Factors which influence the gold market with 100% guarantee (part 3)

In the previous articles it has been discussed about gold market drivers such as demand vs supply relationship, gold industry and many more. What else impacts the prices of the most coveted metal on the planet?

Read the third of this series of articles!

Global InterGold: quantitative easing. What is it?

Quantitative easing is the strategy of central banks which implies buying securities to raise the money supply, which in turn, increases liquidity and helps banks loan more money. What happens next? The consequence translates into lower interest rates, which impact gold prices. Further in the text it is explained why it happens.

How do interest rates influence the market of the yellow metal?

The usual scenario is as follows: when interest rates are high, gold prices are low as people tend to free up their funds for other types of investment. In like manner, when interest rates decrease the prices of the yellow metal can rise again, as they make the precious metal more attractive as an asset.

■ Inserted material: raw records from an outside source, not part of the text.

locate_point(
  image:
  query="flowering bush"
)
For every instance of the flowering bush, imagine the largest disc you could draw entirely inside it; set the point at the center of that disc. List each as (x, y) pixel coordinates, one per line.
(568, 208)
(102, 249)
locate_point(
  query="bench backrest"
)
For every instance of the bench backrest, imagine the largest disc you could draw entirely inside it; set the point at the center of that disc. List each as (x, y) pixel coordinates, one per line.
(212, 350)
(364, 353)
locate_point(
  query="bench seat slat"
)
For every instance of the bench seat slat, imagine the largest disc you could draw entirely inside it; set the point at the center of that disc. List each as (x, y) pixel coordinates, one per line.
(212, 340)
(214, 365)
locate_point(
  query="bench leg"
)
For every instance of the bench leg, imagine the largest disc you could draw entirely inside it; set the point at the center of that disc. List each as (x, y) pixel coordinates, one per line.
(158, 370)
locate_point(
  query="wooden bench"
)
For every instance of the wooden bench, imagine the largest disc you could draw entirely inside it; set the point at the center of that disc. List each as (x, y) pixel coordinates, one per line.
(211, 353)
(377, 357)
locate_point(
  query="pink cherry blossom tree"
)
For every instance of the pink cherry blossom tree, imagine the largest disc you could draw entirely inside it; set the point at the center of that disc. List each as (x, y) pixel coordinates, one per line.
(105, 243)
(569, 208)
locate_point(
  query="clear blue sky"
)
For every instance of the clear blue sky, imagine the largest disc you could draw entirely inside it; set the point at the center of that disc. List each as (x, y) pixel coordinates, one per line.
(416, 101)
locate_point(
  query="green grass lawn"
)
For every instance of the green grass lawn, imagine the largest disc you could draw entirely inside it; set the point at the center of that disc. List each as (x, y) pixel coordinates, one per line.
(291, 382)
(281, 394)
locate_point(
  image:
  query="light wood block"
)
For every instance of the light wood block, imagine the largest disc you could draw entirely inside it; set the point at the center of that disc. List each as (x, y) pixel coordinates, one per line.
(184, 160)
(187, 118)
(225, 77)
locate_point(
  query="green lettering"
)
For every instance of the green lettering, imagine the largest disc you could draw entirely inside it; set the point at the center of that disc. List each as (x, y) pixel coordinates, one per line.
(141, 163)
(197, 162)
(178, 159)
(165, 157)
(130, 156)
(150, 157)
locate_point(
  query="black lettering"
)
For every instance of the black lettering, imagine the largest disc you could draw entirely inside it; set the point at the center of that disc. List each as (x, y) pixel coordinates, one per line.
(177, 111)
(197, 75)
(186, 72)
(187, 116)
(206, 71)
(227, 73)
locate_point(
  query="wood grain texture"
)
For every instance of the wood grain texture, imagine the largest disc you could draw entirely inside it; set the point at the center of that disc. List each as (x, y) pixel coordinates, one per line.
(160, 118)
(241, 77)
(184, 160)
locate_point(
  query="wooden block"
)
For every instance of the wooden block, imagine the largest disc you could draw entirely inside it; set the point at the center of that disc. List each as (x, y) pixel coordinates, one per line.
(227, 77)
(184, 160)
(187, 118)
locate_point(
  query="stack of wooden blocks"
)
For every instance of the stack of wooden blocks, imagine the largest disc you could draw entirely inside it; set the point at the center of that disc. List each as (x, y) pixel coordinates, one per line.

Instability of central banks

The majority of the countries of the world have these institutions of major importance for domestic economies. When central banks go through difficulties, arouses in people the need to secure their individual finances, for which gold becomes the ideal asset given its condition of safe-haven. In this connection, the demand for the precious metal increases, and as a consequence prices increase.

To that end, people around the world value this precious metal and aim at keeping a personal reserve. Global InterGold Online Gold Shop clients use the opportunities gold grants everyone. They buy highly qualitative gold bars in the Internet shop in order to ensure themselves a stable economic future.